If you’ve never driven a car, you don’t just jump in and drive off. You need to learn the rules of the road, how to shift the transmission, when to brake, to accelerate, to use your turn signals, and so on. After a few years of driving, you don’t think about shifters, pedals, or turn signals. Whether one is attempting to achieve an extreme state of relaxation — i.e., to do nothing — or to write, both need that same level of sublimation, where the tools recede into the background so that all one senses is the flow of work. But they are both much harder than driving a car because your tools are not so easily grasped. They don’t fit in your hand or respond to your foot. They’re all in your head, and unlike steering wheels and gear shifts, writers’ tools are always evolving, changing and improving the more you practice, take classes, and read craft books. But they will not evolve if you do not practice religiously and with great discipline, even if you are not working on anything in particular.

It’s not an original idea, I know, but an idea that made more sense to me after I learned how to ‘do nothing.’ Writing teachers will say it’s not what you write that allows you to develop as a writer so much as how much and how often you write. I had one class where the instructor made it mandatory to write thirty minutes a day, every day, no matter what. If you didn’t know where to go with your story or book, you were to keep a journal, or do automatic writing, or put down whatever stream-of-conscience came into your head. It didn’t matter. Her point was the same. Even if you feel you are doing nothing useful, you are. Your mind and body are internalizing the writing process, building writing muscle and stamina, honing sensitivity and perception.

Granted, the more training you have, the more you hone the writing tools and techniques you’ve learned, but even untrained writers can benefit from practice. To me, it hardly seems possible to convert thoughts into sentences on paper without making them more substantial, almost demanding you give them structure, sense and meaning. How can such practice not make anyone a better writer?

As I do my relaxation therapy, I become attuned to my body and to individual muscles in ways that would not have been possible without months of practice. The more I write, the more easily I can slip into the voices of my characters, visualize my settings, empathize with whatever struggle my characters are enduring. Worlds I imagine become clearer and more distinct; words required to give life to these worlds come more easily and with greater fluency. My voice becomes clearer and stronger. Even if I’m just puttering around in my book — dusting the shelves, straightening a picture, making a character sit up straight — I feel like I am practicing by inhabiting it and making it more real to myself, which in turn will make it more real to my readers.

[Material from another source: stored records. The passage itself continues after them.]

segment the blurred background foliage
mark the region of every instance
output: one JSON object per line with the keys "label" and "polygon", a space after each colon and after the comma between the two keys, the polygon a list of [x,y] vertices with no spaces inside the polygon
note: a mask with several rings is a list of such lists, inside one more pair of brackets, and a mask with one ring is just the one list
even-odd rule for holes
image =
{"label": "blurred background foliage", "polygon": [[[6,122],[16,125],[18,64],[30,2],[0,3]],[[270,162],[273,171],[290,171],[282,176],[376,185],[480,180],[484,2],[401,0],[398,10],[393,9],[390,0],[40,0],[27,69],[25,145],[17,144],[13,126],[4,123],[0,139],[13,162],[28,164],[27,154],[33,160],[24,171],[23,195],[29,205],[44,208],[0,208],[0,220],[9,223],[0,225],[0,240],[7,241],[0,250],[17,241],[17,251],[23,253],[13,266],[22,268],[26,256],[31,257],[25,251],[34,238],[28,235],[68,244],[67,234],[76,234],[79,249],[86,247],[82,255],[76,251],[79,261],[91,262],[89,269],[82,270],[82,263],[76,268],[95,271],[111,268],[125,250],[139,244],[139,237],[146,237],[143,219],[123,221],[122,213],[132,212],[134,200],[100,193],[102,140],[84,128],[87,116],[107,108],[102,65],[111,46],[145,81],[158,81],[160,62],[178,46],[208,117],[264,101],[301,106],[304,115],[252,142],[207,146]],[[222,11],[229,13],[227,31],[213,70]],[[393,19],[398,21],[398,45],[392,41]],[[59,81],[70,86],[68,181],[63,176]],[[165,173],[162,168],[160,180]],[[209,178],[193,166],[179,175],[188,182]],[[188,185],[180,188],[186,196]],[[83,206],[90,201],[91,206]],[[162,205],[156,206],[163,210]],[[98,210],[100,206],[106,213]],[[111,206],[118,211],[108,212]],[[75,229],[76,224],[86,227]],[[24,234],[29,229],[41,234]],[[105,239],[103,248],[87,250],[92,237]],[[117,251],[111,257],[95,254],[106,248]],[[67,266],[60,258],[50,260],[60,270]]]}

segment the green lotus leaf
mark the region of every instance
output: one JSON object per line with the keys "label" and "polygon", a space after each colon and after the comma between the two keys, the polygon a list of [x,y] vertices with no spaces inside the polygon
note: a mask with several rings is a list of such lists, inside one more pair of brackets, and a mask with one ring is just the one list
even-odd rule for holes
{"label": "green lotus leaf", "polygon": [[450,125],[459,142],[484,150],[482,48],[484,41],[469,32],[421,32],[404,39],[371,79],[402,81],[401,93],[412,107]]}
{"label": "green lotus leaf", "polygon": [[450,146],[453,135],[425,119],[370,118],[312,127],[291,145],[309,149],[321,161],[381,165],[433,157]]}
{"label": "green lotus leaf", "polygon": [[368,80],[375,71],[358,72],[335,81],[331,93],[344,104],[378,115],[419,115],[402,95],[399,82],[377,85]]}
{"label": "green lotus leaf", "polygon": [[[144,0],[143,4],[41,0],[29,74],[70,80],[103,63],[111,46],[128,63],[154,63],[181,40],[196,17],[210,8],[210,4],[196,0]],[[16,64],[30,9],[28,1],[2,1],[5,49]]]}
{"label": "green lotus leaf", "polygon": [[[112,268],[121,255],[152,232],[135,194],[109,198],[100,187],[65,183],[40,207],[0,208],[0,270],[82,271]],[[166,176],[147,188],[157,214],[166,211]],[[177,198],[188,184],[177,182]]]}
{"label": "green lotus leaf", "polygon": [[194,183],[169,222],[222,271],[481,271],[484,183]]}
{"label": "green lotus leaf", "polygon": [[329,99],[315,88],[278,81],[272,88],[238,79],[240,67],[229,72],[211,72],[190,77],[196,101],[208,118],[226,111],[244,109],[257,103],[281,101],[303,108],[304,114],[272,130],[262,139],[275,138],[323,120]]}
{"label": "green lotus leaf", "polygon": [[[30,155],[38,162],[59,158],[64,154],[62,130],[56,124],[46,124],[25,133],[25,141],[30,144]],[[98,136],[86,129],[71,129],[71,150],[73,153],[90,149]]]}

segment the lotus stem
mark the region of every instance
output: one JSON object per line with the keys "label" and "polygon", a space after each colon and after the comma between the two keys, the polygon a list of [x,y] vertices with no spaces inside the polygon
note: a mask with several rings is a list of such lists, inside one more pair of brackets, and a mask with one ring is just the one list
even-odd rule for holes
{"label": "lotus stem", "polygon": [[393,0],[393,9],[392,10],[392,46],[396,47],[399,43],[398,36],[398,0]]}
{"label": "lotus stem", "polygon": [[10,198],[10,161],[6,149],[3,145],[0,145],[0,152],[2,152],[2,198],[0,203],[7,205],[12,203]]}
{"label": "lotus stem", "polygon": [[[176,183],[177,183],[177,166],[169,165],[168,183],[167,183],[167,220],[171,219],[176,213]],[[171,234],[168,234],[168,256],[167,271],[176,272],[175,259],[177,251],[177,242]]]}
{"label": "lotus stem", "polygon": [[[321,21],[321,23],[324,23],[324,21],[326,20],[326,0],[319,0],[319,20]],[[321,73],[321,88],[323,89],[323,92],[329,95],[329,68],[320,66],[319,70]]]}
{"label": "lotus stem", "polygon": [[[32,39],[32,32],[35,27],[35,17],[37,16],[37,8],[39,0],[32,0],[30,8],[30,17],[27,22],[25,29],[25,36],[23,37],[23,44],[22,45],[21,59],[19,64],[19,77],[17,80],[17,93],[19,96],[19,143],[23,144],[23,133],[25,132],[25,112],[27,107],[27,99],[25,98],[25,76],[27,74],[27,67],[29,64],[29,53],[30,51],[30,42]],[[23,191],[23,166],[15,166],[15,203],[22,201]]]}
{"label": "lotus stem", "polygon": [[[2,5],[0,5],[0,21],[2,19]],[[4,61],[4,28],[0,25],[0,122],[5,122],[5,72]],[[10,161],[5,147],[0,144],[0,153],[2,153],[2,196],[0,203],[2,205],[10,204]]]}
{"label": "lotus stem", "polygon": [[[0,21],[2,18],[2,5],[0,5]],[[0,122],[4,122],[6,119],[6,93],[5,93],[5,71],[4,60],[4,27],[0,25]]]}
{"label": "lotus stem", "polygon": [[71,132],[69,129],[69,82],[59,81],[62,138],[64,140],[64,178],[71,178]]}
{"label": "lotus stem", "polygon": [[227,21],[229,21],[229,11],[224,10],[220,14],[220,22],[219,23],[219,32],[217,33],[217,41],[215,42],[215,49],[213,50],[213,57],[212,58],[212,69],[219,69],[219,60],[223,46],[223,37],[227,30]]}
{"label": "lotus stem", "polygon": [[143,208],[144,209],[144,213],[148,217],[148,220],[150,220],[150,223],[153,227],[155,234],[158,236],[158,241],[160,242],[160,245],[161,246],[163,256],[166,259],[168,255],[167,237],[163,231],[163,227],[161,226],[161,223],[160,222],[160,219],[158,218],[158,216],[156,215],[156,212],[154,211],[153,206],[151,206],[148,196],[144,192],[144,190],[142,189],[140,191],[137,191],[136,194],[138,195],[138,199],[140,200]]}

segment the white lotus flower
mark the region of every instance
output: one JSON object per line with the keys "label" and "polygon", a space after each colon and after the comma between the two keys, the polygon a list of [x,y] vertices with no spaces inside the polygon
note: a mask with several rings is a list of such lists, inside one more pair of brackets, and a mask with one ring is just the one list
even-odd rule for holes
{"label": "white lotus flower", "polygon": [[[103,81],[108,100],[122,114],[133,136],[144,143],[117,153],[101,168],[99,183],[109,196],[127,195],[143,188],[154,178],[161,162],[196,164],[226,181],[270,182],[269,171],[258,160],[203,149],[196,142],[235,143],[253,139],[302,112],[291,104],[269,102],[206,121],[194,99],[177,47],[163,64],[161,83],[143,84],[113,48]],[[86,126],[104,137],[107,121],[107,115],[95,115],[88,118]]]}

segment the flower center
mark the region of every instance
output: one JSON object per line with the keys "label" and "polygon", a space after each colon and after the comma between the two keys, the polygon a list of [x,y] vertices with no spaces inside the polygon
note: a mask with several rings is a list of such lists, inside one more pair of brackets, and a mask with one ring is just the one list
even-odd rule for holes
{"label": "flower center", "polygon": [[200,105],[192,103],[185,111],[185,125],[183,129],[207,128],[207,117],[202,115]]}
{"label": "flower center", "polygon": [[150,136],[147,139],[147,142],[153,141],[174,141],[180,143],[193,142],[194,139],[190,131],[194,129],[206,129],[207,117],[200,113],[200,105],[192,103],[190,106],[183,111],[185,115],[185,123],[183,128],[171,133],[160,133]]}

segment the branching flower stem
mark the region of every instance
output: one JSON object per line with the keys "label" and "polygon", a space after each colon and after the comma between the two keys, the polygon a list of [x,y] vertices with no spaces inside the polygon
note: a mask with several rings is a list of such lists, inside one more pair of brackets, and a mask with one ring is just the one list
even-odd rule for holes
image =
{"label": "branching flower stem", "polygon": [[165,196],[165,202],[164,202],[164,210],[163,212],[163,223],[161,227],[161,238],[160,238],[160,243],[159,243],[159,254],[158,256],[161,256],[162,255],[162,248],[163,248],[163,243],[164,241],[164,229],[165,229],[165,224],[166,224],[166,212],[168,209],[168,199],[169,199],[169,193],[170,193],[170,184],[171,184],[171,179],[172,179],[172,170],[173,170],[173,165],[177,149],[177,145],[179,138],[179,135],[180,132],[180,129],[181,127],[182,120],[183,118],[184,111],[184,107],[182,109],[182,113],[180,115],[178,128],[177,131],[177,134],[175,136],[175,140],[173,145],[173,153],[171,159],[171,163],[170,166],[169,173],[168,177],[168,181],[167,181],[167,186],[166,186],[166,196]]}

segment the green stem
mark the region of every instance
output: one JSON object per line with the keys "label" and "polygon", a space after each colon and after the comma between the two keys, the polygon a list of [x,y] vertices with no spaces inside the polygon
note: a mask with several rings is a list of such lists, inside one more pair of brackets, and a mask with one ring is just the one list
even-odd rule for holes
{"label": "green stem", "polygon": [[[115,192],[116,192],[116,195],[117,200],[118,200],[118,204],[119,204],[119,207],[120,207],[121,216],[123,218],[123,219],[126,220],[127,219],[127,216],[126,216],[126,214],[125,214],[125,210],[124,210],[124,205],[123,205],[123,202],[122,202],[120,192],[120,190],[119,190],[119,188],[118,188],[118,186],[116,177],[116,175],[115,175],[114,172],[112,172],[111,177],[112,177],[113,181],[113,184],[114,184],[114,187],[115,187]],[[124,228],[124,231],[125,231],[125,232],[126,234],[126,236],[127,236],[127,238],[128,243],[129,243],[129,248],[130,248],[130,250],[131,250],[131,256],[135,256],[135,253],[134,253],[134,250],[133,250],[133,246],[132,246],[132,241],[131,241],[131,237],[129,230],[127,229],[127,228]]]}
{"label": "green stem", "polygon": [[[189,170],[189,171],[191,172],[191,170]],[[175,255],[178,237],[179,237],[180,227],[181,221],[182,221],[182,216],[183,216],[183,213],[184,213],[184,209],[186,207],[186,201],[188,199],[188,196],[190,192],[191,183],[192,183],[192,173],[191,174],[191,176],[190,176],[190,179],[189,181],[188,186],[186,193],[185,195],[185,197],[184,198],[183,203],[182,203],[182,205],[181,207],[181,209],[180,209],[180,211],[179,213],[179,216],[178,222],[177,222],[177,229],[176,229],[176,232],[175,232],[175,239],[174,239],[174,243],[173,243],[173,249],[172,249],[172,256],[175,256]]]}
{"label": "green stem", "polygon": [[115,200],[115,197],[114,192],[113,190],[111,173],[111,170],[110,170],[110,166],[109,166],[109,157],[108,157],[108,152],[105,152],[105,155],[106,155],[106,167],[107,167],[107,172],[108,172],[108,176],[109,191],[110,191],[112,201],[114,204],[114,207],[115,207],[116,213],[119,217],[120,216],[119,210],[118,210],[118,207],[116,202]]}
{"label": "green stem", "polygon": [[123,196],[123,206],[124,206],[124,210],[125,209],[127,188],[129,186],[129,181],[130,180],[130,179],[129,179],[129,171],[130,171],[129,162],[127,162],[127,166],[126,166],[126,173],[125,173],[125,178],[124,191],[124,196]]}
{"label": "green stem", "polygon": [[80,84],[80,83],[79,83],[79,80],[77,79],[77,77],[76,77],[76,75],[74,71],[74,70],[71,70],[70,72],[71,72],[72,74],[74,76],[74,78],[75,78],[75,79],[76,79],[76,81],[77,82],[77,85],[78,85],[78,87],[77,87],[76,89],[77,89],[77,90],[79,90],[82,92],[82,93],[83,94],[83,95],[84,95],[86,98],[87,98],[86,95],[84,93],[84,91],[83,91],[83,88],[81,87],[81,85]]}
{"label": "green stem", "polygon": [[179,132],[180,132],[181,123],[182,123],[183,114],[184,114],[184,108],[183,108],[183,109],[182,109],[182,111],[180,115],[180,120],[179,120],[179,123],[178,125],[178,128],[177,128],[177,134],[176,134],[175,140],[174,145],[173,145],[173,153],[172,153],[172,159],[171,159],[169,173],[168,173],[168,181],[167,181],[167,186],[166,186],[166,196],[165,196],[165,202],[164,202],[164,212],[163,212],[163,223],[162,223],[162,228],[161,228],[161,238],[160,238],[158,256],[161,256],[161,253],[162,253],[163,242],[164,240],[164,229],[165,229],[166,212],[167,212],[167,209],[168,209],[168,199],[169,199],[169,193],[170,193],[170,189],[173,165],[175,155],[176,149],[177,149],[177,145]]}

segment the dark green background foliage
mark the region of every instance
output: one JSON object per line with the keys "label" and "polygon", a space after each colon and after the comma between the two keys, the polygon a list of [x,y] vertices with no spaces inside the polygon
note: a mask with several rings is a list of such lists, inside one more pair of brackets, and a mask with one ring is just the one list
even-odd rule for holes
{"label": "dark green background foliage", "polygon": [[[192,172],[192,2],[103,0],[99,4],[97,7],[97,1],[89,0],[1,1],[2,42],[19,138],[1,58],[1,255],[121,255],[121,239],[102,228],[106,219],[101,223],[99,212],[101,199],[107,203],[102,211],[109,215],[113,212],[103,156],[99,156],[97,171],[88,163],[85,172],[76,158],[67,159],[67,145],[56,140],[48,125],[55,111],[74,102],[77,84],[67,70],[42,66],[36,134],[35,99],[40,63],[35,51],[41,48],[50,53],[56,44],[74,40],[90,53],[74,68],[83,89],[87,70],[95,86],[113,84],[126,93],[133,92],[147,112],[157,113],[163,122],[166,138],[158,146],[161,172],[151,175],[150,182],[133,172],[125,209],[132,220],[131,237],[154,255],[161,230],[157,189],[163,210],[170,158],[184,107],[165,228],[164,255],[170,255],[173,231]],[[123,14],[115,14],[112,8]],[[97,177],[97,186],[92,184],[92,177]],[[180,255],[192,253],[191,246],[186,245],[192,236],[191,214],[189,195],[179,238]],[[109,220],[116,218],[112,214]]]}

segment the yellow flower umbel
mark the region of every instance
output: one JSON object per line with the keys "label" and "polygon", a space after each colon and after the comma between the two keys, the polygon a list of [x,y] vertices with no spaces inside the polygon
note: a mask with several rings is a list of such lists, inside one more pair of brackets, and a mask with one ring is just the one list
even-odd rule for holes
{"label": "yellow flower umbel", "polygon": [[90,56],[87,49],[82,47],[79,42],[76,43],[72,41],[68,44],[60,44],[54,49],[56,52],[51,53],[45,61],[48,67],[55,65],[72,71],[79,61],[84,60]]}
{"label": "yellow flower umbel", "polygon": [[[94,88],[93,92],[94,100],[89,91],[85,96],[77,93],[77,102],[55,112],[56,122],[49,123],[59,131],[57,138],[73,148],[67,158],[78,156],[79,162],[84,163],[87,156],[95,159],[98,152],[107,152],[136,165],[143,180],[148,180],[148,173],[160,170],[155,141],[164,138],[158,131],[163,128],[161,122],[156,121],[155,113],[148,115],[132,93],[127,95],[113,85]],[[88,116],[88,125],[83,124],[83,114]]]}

On those days I can’t get into my book or story, I’ll write something else. Maybe it will be an expose on the crumbs I found in bed that morning, a travelogue on the route my razor took shaving, an anthropological study on what’s buried between my couch cushions. It may seem like nothing, but it’s still practice, still using your tools and making them better, and as I have found, achieving nothing can actually be quite an accomplishment.